Nemty ransomware has partnered with Trik botnet which delivers Nemty to compromised computers. The criminals behind the botnet use the infected computers to send email spam and have been observed pushing out a wide range of malware families, now including Nemty. In the past, Nemty has been observed being spread via the RIG exploit kit, as well as via malicious spam campaigns targeting users in Korea and China, where the malware is attached inside an archive. 36% targets are located in China while Korea houses 40% of Nemty’s targets.
We observed a recent version of Trik delivering a tiny component that uses the Server Message Block (SMB) protocol and a list of hardcoded credentials to try to connect to remote computers with port 139 open.
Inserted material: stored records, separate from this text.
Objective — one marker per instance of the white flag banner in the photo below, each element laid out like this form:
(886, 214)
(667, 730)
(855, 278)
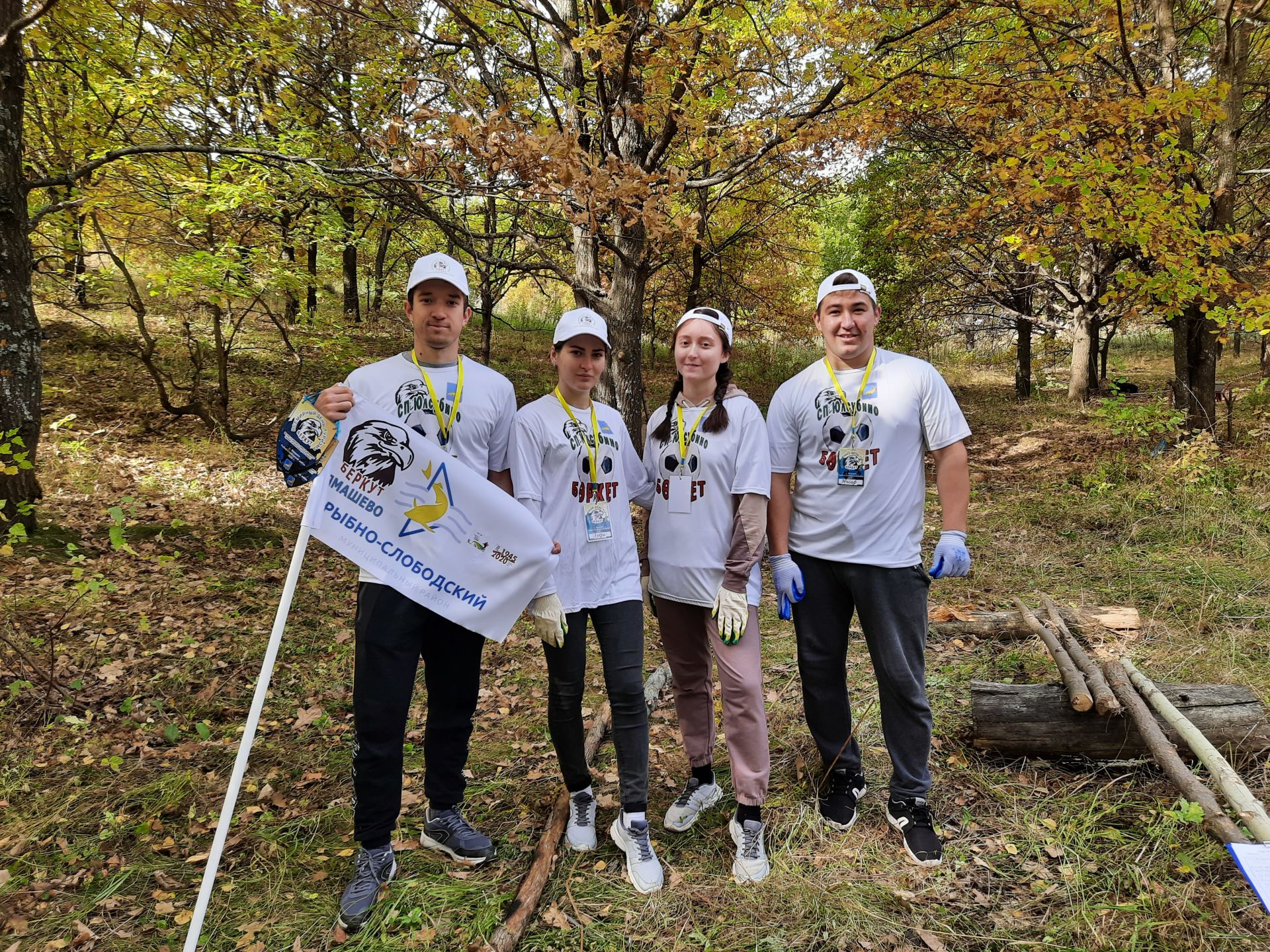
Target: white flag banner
(402, 508)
First, the SMB component creates a registry entry. Trik then checks if the file winsvcs.txt is present or not in the %AppData% directory on the compromised computer. If winsvcs.txt is not present, the Nemty ransomware is downloaded and executed. If winsvcs.txt is present, the SMB component checks if it is running as a service or not. If it is not running as a service, the component tries to spread itself through the SMB protocol. To find targets, the SMB component generates random IP addresses then tries to connect to them on port 139. The malware can infect public IP addresses with port 139 open that are using any of the common administrator usernames and passwords on its list. If access is granted, the malware uses the SMB protocol to copy itself to the remote machine. It then uses the Windows Service Control Manager to start the SMB component’s process on the remote machine. It deletes shadow copies and backups before, rather than after encryption.
The developers behind the Nemty ransomware are constantly updating and improving its code, as well as its delivery methods, in an attempt to reach more victims.